Nur diese zwei Geräte stellen also einen wirksamen Schutz für den Speicher dar. Zu bedenken ist, dass zum hohen Anschaffungspreis von über 20.000 Schilling noch Kosten für die Montage einkalkuliert werden müssen. Anders als Geräte, die einfach auf das Leitungsrohr aufgesteckt werden, müssen sie vom Installateur in die Wasserleitung eingebaut werden (Inrohrmontage). Außerdem fallen periodisch Kosten für die Granulatkartuschen an.

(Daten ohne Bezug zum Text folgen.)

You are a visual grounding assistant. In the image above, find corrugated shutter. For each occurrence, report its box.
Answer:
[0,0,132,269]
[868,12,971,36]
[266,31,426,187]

Das negative Testergebnis lässt in der Branche die Alarmglocken schrillen. Gleich vier Hersteller haben bereits vor Vorliegen des Testergebnisses ultimativ verlangt, dass ihr Produkt aus dem Test genommen wird. Was nicht gerade von hohem Selbstvertrauen zeugt. Vor allem aber ist es ein Versuch, den Konsumenten unabhängige Produktinformationen vorzuenthalten.

Vorsicht

Vorsicht ist bei Wasservitalisierern oder Wasserenergetisieren geboten. Es entspricht der üblichen Praxis in der Branche, dass Hersteller den Einsatzzweck ihrer Geräte ändern, wenn sich herumgesprochen hat, dass sie zur Vermeidung von Kalkstein nicht taugen. Dann dient der Wasserbehandler eben zur „Wiedergewinnung verlorengegangener Energieinhalte“ oder Ähnlichem. Die Frage, ob einem solche Wirkungen, die wissenschaftlich nicht nachgewiesen werden können, 10.000 Schilling und mehr wert sind, kann nur jeder für sich selbst beantworten.